February 10, 2008|Joseph Williams, Globe Staff

KENNEDY SPACE CENTER - In preparation for liftoff, as an unseen crew slowly hoisted our launch vehicle to a right angle with the ground, a disembodied voice boomed inside the cabin: "10 seconds to launch." This was going to be good.

With clear skies all around, the view out the shuttle's windows 10 stories up was breathtaking. From my now-inverted seat, I craned my neck and saw the peaceful, royal-blue bay just beyond our launchpad; looking the other way I could make out the launch gantry and part of the shuttle's massive rust-colored fuel pods - Roman candles, really - hissing steam, awaiting ignition to catapult us into space.

As the countdown continued - six, five, four - I triple-checked the yellow five-point harness used to strap me to my bucket-like seat. I took off my baseball cap and wedged my BlackBerry securely inside the hip pocket of my jeans, lest it fall off my belt and conk someone. I tried to control my breathing. It wasn't easy.

Three. Two. One. Ignition. The engines roared, my seat rumbled. Liftoff.

A few months ago, when I received an invitation from my college buddy Leland Melvin, an astronaut and shuttle mission specialist, to a VIP viewing of his launch aboard Endeavour, I never thought I, too, would have the chance to literally blast off into space.

Well, sort of.

When technical problems postponed Endeavour's launch for the day, I stopped by the Kennedy Visitors Center and took a ride on its newest exhibit: the Shuttle Launch Experience, a 44,000-square-foot, $60 million interactive simulator ride. Designed in consultation with an amusement park design company and a former shuttle astronaut, the ride is hailed as the next-best thing to sitting next to a mission specialist on an actual space flight.

"It has been quite popular," said Andrea Farmer, press officer for the visitors center. The exhibit, she said, brings a new dimension to the center "because of the interactive nature."

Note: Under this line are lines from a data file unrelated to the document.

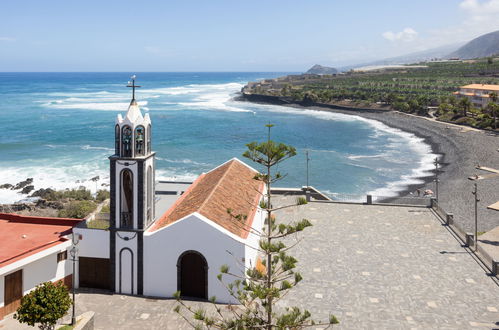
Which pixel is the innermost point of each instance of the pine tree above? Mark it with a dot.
(263, 285)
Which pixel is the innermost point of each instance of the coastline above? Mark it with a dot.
(459, 150)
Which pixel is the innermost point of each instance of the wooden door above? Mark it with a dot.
(13, 291)
(193, 276)
(94, 273)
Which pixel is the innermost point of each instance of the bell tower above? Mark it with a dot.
(132, 197)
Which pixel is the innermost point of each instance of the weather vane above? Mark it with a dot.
(133, 86)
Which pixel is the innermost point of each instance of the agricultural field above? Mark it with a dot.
(424, 89)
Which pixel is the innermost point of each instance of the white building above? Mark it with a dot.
(34, 250)
(478, 94)
(170, 236)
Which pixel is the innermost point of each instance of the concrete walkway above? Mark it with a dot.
(374, 267)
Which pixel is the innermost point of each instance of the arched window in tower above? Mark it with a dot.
(149, 138)
(126, 134)
(149, 195)
(126, 197)
(139, 141)
(117, 140)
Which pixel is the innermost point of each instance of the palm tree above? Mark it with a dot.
(493, 107)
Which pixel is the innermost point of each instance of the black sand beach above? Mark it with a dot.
(462, 148)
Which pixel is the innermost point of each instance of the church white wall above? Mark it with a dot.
(127, 277)
(163, 248)
(94, 243)
(2, 287)
(38, 268)
(44, 270)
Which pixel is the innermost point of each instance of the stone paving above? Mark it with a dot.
(374, 267)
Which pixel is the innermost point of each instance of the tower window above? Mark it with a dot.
(126, 141)
(149, 195)
(149, 138)
(139, 140)
(126, 214)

That interaction begins well before participants take their seats in the full-scale mock-up of the shuttle's cargo bay. The visitors center itself seems designed to help people get a hands-on, front-row experience.

The complex includes an IMAX theater, an interactive exhibit on astronaut training, close-up tours of the launch site, and an open-air museum of rockets, from first-generation prototype vehicles to the gigantic Saturn V booster that propelled Apollo astronauts into space in the 1960s and 1970s.